If the vacuum energy is extracted, then what will happen to the cosmological constant? Will it remain the same? .
1 Answers
If the vacuum energy is extracted, then what will happen to the cosmological constant? Will it remain the same?
A cosmological constant is one possible description of how dark energy behaves. We don't know the equation of state of dark energy for sure, but current data do seem to be consistent with the hypothesis that it behaves as a cosmological constant, which is also the simplest hypothesis mathematically.

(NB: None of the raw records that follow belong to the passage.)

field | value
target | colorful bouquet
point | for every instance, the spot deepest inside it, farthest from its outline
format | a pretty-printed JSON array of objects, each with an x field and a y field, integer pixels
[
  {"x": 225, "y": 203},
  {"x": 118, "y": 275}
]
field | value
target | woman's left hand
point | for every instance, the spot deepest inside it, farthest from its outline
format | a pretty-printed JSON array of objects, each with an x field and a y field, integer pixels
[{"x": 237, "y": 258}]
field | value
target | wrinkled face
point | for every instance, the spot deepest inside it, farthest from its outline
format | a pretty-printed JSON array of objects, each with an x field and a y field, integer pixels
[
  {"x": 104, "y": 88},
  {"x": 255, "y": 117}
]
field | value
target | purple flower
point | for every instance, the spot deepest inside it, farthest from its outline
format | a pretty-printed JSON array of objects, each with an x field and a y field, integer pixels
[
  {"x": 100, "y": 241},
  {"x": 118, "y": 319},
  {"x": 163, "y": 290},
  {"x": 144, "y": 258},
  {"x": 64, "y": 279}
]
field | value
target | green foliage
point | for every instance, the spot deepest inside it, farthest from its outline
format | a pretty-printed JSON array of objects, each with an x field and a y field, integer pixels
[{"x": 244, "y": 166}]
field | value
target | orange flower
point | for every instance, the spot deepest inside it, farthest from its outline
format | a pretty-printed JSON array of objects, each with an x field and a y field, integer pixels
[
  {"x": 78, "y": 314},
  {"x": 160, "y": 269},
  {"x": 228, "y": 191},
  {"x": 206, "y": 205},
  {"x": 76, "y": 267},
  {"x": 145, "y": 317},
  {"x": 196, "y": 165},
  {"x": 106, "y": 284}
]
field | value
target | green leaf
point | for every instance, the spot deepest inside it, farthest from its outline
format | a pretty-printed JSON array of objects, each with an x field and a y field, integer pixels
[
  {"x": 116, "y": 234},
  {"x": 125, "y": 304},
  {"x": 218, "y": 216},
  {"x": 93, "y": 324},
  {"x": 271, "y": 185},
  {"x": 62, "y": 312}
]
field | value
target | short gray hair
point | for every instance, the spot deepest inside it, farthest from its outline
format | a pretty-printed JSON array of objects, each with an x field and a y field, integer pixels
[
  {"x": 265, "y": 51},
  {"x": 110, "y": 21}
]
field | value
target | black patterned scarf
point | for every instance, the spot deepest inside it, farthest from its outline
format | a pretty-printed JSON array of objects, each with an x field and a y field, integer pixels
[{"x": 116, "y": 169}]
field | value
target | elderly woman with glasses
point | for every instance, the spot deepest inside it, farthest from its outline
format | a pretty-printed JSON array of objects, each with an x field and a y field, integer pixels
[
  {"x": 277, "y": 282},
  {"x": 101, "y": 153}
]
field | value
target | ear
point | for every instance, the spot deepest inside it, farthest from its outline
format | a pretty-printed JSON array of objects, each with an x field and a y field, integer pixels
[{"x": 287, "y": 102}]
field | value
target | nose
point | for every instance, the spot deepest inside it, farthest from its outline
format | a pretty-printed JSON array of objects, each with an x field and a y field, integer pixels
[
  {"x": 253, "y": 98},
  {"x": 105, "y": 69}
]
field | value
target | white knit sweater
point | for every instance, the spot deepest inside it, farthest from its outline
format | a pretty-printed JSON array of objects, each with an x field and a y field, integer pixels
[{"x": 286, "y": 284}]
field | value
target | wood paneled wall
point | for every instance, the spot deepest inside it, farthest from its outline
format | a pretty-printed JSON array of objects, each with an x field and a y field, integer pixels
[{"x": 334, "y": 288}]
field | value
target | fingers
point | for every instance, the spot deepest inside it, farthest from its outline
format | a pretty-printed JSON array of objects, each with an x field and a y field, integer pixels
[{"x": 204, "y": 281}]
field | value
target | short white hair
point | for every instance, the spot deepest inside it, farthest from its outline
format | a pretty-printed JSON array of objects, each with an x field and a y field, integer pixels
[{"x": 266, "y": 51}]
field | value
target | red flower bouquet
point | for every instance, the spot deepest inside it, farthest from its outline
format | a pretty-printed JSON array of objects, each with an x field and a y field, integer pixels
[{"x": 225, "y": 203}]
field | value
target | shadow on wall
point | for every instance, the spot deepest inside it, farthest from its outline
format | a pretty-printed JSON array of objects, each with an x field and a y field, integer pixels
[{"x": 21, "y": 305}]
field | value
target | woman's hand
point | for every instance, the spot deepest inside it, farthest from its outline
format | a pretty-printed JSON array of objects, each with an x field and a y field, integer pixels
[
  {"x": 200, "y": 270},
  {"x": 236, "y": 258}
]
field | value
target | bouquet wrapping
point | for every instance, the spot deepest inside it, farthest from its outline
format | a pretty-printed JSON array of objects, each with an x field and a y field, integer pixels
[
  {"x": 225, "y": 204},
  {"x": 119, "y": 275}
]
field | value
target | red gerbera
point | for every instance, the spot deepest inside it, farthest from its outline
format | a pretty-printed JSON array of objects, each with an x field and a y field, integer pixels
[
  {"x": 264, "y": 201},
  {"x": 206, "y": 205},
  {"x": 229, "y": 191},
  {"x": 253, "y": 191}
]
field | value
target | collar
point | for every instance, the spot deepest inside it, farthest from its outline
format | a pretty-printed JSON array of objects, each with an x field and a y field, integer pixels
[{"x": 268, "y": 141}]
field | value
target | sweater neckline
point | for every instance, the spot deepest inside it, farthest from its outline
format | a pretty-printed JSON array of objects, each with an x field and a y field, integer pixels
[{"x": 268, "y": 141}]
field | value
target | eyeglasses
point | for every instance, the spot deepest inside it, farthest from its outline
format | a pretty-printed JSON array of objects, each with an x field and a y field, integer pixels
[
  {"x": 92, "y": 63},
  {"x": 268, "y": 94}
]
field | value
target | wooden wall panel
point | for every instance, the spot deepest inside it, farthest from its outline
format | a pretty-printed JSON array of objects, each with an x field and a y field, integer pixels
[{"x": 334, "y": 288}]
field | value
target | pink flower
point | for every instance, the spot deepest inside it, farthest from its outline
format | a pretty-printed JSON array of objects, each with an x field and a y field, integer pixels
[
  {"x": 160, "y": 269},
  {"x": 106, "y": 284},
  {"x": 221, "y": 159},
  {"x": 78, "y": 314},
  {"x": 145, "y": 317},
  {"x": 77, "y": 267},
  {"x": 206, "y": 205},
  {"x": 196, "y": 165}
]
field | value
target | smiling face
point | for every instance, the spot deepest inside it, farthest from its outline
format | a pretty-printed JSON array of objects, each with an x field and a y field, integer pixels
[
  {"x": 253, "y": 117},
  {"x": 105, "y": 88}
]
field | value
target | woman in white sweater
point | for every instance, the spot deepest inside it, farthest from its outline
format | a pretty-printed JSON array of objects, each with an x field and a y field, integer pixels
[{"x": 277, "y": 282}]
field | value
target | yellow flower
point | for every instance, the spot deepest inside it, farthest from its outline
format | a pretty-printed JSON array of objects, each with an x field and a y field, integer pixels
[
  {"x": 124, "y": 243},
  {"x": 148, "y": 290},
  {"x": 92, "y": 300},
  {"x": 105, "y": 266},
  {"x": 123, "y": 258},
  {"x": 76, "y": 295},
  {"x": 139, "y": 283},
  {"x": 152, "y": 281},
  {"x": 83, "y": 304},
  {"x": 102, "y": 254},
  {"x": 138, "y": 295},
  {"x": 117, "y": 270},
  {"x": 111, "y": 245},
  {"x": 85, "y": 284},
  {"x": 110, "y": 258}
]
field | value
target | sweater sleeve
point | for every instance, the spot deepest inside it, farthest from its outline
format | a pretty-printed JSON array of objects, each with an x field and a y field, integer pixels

A cosmological constant is constant, and therefore it can't be extracted in the sense of lowering the amount of dark energy in a given cubic meter of space and transforming it into some other, useful form of energy. There are various kooks who claim to have promising ideas about how to do this, the most prominent probably being Myron Evans. They are kooks.

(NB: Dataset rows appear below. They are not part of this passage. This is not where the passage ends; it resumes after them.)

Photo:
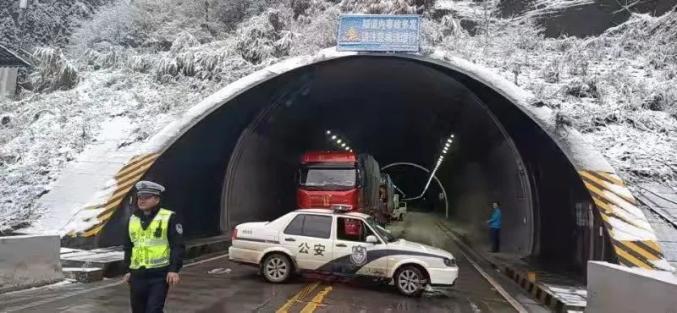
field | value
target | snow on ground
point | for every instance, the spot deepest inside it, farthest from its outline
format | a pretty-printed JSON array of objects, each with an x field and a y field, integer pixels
[{"x": 617, "y": 89}]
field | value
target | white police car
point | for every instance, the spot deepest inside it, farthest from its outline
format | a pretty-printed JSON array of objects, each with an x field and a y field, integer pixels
[{"x": 331, "y": 242}]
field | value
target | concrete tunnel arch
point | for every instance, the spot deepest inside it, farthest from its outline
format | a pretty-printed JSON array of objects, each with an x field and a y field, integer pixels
[{"x": 217, "y": 149}]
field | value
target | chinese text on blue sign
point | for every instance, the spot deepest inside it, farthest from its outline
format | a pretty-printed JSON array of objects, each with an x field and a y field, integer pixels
[{"x": 379, "y": 33}]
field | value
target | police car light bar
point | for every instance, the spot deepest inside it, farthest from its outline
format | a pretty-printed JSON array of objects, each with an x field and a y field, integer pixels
[{"x": 339, "y": 208}]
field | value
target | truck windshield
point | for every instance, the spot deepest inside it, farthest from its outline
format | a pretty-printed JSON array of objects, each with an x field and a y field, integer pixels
[{"x": 334, "y": 177}]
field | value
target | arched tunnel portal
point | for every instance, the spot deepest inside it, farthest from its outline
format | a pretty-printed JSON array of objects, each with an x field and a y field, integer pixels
[{"x": 237, "y": 160}]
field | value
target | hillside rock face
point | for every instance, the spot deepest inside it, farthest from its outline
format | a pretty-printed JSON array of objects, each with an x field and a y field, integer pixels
[{"x": 582, "y": 18}]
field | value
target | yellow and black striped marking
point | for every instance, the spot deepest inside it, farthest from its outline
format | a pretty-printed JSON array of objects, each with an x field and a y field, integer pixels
[
  {"x": 125, "y": 180},
  {"x": 631, "y": 234}
]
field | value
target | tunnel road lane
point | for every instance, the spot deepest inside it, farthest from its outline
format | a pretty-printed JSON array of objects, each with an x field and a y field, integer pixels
[{"x": 209, "y": 287}]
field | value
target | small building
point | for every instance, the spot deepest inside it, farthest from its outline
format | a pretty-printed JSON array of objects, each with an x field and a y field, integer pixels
[{"x": 9, "y": 70}]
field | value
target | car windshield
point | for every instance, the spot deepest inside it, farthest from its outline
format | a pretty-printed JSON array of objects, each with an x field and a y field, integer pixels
[
  {"x": 334, "y": 177},
  {"x": 380, "y": 230}
]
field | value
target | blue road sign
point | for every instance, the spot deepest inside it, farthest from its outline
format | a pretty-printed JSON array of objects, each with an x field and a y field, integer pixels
[{"x": 365, "y": 32}]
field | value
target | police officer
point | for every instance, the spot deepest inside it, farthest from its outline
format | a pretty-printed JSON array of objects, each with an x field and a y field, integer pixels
[{"x": 153, "y": 250}]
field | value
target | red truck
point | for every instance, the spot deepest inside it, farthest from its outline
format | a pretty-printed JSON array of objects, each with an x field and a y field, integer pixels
[{"x": 329, "y": 178}]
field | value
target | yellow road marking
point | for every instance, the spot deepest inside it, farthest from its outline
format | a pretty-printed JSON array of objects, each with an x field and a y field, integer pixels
[
  {"x": 302, "y": 293},
  {"x": 317, "y": 300}
]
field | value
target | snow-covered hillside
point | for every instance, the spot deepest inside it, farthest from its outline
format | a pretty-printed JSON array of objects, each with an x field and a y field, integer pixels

Regardless of the equation of state, general relativity has local conservation of mass-energy (technically expressed by the fact that GR is not self-consistent unless the divergence of the stress-energy tensor is zero). This implies that you can't just locally increase some form of energy (e.g., by doing mechanical work) without decreasing some other form of energy (e.g., dark energy).

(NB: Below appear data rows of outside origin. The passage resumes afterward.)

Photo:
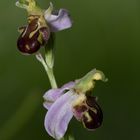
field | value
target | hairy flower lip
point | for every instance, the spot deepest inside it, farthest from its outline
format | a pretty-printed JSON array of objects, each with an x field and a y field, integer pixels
[
  {"x": 45, "y": 19},
  {"x": 63, "y": 106}
]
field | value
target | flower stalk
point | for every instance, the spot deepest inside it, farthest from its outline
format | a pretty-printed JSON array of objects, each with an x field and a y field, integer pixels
[{"x": 49, "y": 70}]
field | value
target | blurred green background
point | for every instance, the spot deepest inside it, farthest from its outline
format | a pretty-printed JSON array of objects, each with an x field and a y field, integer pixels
[{"x": 105, "y": 35}]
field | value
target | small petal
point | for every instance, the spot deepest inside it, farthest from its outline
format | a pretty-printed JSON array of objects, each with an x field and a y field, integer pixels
[
  {"x": 59, "y": 21},
  {"x": 53, "y": 94},
  {"x": 59, "y": 115}
]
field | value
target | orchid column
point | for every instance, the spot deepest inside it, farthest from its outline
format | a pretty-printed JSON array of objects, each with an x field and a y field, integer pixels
[{"x": 74, "y": 98}]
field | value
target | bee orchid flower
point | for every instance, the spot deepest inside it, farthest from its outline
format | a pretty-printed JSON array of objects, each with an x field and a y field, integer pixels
[
  {"x": 41, "y": 23},
  {"x": 73, "y": 99}
]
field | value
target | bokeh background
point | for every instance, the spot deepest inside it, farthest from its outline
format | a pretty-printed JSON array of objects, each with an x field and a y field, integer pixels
[{"x": 105, "y": 35}]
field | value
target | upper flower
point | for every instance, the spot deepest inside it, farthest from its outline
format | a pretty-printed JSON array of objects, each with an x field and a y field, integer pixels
[
  {"x": 40, "y": 25},
  {"x": 73, "y": 99}
]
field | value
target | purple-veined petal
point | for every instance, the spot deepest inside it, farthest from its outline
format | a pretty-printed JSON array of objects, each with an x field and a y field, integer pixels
[
  {"x": 59, "y": 21},
  {"x": 59, "y": 115},
  {"x": 53, "y": 94}
]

On a cosmological scale, it is certainly true in some sense that dark energy causes other forms of energy to appear. It drives the accelerating expansion of the universe, which can be thought of as involving large amounts of kinetic energy. The reason for the qualifiers like "in some sense" and "can be thought of as" is that general relativity doesn't have a global law of conservation of energy that applies to cosmological spacetimes. In fact, there is not even any satisfactory way of defining the total energy of a region of the universe that spans cosmological distances. (The technical statement is that we don't have a measure of mass-energy that is conserved and transforms as a tensor.)